VMware made the new version of its virtualization platform available yesterday, as the virtualization powerhouse muscles into cloud computing. vSphere 4, which VMware is pitching as the "first cloud operating system," was officially announced last month, but the company has been making noise about the product (a replacement for VM Infrastructure) since last year.
Prices run from $166 to $3,495 per processor for vSphere, which VMware says transforms a data center into an "internal private cloud." And the company is offering a free, 60-day download.
Not surprisingly, VMware lined up a slew of endorsements for the release. Two examples:
Christopher Rence, CIO of FICO: "VMware vSphere 4 is the core of our cloud computing initiative because it gives us the cost savings and scalability benefits of cloud computing, with the choice to deploy any application or OS without getting locked into any particular architecture."
Daniel Liyew, director of data center service line at Alstom: "Efficiency gains improve even more with VMware vSphere 4 thanks to features like VMware Host Profiles and VMware vNetwork Distributed Switch. These features will allow us to deploy new hosts more quickly, achieve standardization, and more efficiently manage our virtualized environment to reduce our operational overhead."

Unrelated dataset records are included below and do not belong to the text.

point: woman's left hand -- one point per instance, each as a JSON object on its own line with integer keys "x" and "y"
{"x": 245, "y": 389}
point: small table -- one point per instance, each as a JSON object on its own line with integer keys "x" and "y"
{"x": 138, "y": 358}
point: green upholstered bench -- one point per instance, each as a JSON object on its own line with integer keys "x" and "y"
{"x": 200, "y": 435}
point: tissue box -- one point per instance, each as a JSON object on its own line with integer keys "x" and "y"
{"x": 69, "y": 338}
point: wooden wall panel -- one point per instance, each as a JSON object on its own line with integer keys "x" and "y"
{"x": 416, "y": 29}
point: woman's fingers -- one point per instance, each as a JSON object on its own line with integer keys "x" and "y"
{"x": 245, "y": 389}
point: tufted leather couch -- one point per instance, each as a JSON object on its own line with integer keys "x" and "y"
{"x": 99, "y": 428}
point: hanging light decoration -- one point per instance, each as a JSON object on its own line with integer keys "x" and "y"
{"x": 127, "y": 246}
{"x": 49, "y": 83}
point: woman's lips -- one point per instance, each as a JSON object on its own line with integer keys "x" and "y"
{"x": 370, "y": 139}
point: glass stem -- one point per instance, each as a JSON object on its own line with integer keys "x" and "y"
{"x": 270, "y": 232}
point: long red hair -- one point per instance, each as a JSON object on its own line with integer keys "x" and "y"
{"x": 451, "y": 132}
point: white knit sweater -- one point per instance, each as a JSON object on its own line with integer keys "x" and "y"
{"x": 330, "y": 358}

But you don't have to look hard to find kind things being said about the upgraded platform's potential. InfoWorld:
In short, if you're running a VMware infrastructure, life should get easier. For anyone who's ever tried to provide rock-solid OS-based clustering services, the new VM clustering feature, called Fault Tolerance, should be a vast improvement. Hot Add of CPUs and RAM has never really been an option for most shops, but it suddenly is (with the right OS, of course). These moves show that VMware is still pushing the virtualization envelope.